When you overlook the assembly process during the design process, problems are highly likely to emerge. The board, in isolation, may appear entirely correct, but when it comes to assembling, it may not fit with other components. It may even lead to a non-functioning product or a product that has performance issues.
Therefore, you should consider assembly during the design process to ensure that the board easily fits with other components during the assembly process. For every decision you make during the design process, you should ask yourself how it will affect the assembly process. If the decision makes the assembly process longer or harder, then you should reconsider.
Design for Assembly (DFA) seeks to incorporate some steps into the design process that help and enhance the ability of the assembler to efficiently and correctly attach the components to the fabricated PCB. There are two stages in the assembly process, namely the prototype Assembly and production assembly. You must consider these two stages as part of the DFA during the design process.
This is the process where a prototype is assembled for testing purposes. The prototype tests whether the components should be attached securely and correctly. You should adhere to the clearance and tolerance restrictions. During the design process, you should ensure the following DFA measures are observed
- Components should match their pads.
- The spacing of the components should be adequate.
- Components markings and identifications are accurate and precise.
- Drill-hole rules, such as aspect ratio and hole tolerance, should be applied.
- Correct application of solder mask guidelines
- Thermal relief should be adequate.
- Board edge clearance rules should be applied
Productions assembly follows the same measures as prototype assembly, and farther takes into account high volume production, component reliability and availability, and testability. During the design process, you should ensure the following DFA measures are adhered to, in addition to the ones in prototype assembly
- The shape should allow for penalization
- Define the types of quality controls that should be used
- The components should be readily available
- The board should withstand the conditions it will be subjected to, such as vibrations.
PCB Design For Assembly (DFM) Guidelines
The following guidelines are helpful during the design process in ensuring the efficient and easy assembly of the board and other components.
Use standard and common components: Should ensure that the components you plan to use are readily available. Also, you should validate their continued production to avoid having components whose end of life (EOL) is approaching as it will minimize delays in the future. Standard and readily available components result in reduced costs, higher quality, and lower inventories. Unique parts lead to increased costs and high chances of poor quality.
Component Spacing Rules: You should design the board, ensuring that you carefully place the components in a way that they are not too close or too far from each other. No component should overlap with each other. A component placed too close to another cause issues that may require redesigning. To prevent spacing issues, you should ensure that you design your footprint in a way that allows enough gap between the boundaries of each component. The below table shows how much space should be left around each component for different types of IC packages.
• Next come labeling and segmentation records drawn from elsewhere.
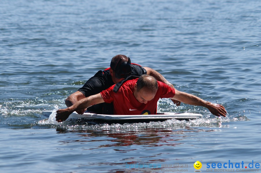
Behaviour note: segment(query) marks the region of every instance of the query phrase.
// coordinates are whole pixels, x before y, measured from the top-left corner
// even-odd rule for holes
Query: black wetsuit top
[[[140,76],[146,74],[147,71],[138,65],[131,65],[131,75]],[[87,97],[99,93],[115,84],[112,81],[109,70],[100,70],[88,80],[83,86],[78,90]],[[103,103],[94,105],[88,108],[88,110],[95,112],[98,114],[113,115],[112,103]]]

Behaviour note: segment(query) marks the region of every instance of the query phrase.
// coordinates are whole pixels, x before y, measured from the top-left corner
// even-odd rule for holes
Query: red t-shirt
[[[158,82],[158,88],[154,98],[146,104],[141,103],[136,99],[133,91],[138,79],[126,81],[121,86],[117,93],[113,90],[113,85],[100,93],[104,102],[113,102],[114,112],[116,115],[155,114],[157,103],[160,98],[171,98],[175,95],[175,90],[165,84]]]

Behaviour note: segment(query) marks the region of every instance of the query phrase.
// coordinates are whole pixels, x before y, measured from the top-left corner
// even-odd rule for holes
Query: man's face
[[[134,89],[136,90],[136,91],[134,92],[134,95],[136,99],[140,103],[144,104],[147,104],[148,101],[153,99],[157,93],[156,91],[152,93],[148,91],[144,88],[142,88],[138,91],[137,89],[137,86],[135,87]]]

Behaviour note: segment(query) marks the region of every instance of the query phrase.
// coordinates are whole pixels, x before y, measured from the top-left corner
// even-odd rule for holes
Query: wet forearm
[[[176,91],[175,95],[172,98],[184,103],[207,107],[210,103],[209,102],[204,100],[194,95],[177,90]]]
[[[103,102],[104,102],[103,99],[100,94],[99,93],[81,99],[68,108],[69,111],[73,112],[77,110],[85,109],[94,104]]]

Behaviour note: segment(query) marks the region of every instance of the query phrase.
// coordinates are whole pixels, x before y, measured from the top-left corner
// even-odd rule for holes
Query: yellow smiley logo
[[[194,163],[194,168],[196,170],[199,170],[202,167],[202,164],[201,163],[198,161],[197,161]]]

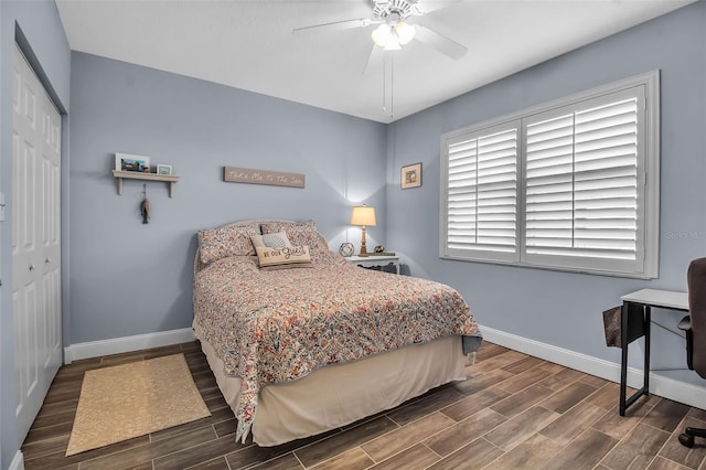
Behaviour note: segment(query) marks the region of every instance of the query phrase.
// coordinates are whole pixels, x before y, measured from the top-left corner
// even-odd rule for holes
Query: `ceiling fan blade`
[[[468,49],[464,45],[461,45],[443,34],[439,34],[436,31],[430,30],[429,28],[425,28],[420,24],[416,24],[415,28],[417,29],[417,34],[415,34],[416,41],[430,45],[454,61],[463,57],[468,52]]]
[[[373,44],[373,49],[371,49],[371,54],[367,56],[367,61],[365,61],[365,66],[363,67],[363,74],[365,75],[365,72],[367,71],[367,67],[371,66],[372,63],[374,63],[375,61],[377,61],[377,57],[379,57],[381,55],[384,54],[384,51],[382,47]]]
[[[365,28],[371,24],[367,18],[357,18],[355,20],[332,21],[331,23],[313,24],[311,26],[295,28],[292,34],[302,34],[310,32],[341,31],[351,30],[353,28]]]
Component Orientation and Handling: The board must be designed in a way that components consistently orient themselves when assembled. The orientation of components can cause issues. For instance, issues arise when polarized capacitors and diodes face different directions. The placing of the components determines whether the board can be assembled or not, the soldering techniques which will be used, and the types of thermal reliefs that are required. Also, it affects the quality of signals as some components generate electrical noise when placed too close to others. For instance, Drill holes should not be placed at the edge of the boards as they can cause cracks on the board.
Follow Datasheet Strictly for Footprint: The recommendations help in creating accurate footprints and identifications that prevent pad mismatches. Ignoring these recommendation lead to incorrect footprint, this may require full redesign and re-fabrication of the boards.
Updated BOM: The bill of materials (BOM) is crucial and it should not have any issues as it leads to project delays. You should review the BOM whenever there are changes in the design. Addition or change in the components should be updated with the correct component number, description, and values.
Operating Environment: PCBs work in different environments with varying conditions. For instance, for some boards that are to be used in an environment with a lot of vibrations and movement, through-hole components fit best as they are more securely attached than surface mount devices (SMDs).
Thermal Relief: Some components of the PCB generate some heat which needs to be dissipated for the board to function optimally. Also, the soldering process generates some heat that has to be relieved. You should design the board in a way that the components can quickly lose heat and can withstand the soldering process.
Track Routing Techniques: Track routing should be designed following some rules to ensure that it does not interfere with the board or the placement of other components. For instance, you should keep traces at least 0.025” from the edge. If you misalign traces with the pads or the vias, it may result in inadequate solder connections.